Chopin’in anavatanını hep merak ederdim. Ayrıca insan zekasının kötülüğün doruğuna nasıl tırmandığını anlamak için Aushwitz, Birkenau toplama kamplarını görmek istiyordum. Krakow’a sonbaharda, dört günlük bir tatil için gittim. Kent savaştan yıkılmadan çıkmayı başarmış. Prag’a benzemekle birlikte çok daha mütevazı, zarif. Prag turistik ve kremalı bir pasta gibidir. Üniversite kenti olduğu için Krakow’un nüfusu genç. 750 bin nüfuslu kentin sakinlerinden yüzde 30’u 11 akademik kurumda okuyan öğrenciler. Bu enerji sokaklara yansıyor. Hayatın tadını çıkarmayı, eğlenmeyi biliyorlar. Polonya, Bulgaristan bile AB’ye girdi, biz niye giremiyoruz, diyoruz. Doğu Bloku’ndaki yıllara rağmen Krakow’un kültürüyle, mimarisiyle, yaşam alışkanlıklarıyla ne kadar Avrupa kenti olduğunu gördüğümde, bu düşüncemizin yersizliğini bir kez daha anladım. Geçmişte aristokratların şehriymiş, son yüz yıldır Polonya’da entelektüellerin başkenti.
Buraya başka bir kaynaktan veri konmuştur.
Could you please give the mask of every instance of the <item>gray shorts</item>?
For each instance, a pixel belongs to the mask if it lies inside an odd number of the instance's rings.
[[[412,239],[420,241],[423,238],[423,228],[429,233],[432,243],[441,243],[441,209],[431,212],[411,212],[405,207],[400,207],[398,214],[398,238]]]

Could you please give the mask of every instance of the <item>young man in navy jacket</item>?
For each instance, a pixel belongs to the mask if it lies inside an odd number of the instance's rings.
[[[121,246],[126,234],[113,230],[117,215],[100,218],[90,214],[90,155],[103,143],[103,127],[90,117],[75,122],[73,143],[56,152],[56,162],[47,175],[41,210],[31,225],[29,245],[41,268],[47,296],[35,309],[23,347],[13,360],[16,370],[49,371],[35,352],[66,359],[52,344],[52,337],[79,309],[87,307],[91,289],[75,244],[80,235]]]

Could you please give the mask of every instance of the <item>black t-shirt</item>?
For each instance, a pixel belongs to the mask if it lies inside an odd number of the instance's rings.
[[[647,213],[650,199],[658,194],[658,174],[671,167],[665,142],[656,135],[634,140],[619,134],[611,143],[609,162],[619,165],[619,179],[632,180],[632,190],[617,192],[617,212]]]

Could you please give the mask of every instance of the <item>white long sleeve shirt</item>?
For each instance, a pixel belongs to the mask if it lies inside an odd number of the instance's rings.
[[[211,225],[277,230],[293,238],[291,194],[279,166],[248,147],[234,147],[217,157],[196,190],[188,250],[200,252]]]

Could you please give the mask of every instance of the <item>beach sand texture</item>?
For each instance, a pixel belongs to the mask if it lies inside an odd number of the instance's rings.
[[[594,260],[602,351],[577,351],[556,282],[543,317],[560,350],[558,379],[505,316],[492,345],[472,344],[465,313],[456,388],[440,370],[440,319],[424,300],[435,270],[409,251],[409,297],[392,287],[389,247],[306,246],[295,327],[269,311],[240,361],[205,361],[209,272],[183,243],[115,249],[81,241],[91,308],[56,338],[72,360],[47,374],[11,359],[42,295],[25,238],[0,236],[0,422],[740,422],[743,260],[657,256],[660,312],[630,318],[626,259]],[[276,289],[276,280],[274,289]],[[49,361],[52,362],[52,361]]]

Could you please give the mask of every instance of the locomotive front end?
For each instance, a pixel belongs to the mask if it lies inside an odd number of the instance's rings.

Tiyatro, sinema, edebiyat, görsel sanatlar alanında birçok önemli isim bu kentten çıkmış. Nobelli şairler Wislawa Szymborska, Czeslaw Milosz, sinemacı Andrej Wajda, Roman Polanski, çağdaş müziğin önemli bestecilerinden Krzysztof Penderecki, hatta Nobelli Arnavut romancı Ivo Andriç bu atmosferde yetişmiş. UNESCO’nun Dünya Kültür Mirası listesine giren, 2000’de Avrupa Kültür Başkenti seçilen Krakow’un sokaklarda yürürken halkın kente nasıl sahip çıktığını görüyorsunuz. Mimari dokuyu koruyan, sokakları tertemiz tutan, süsleyen kamu kurumları değil, halkın kendisi.

TÜRKLER SAAT BAŞI HATIRLANIYOR!

Kent meydanındaki St Mary Bazilikası’nın kulesinden, saat başında duyulan trompetin çaldığı Hejnal’ın neden ansızın yarıda kesildiğini merak ettim. Nedenini öğrendiğimde biraz moralim bozuldu. 13.yy’daki Tatar işgali sırasında, trompetçi alarm veren okla öldürülmüş. Öykü, Türklere maledilerek aktarılıyor ne yazık ki... Meydandaki çarşı geçmişte hal binasıymış. Şimdilerde çok güzel cam, seramik biblolar, el işleri satılıyor.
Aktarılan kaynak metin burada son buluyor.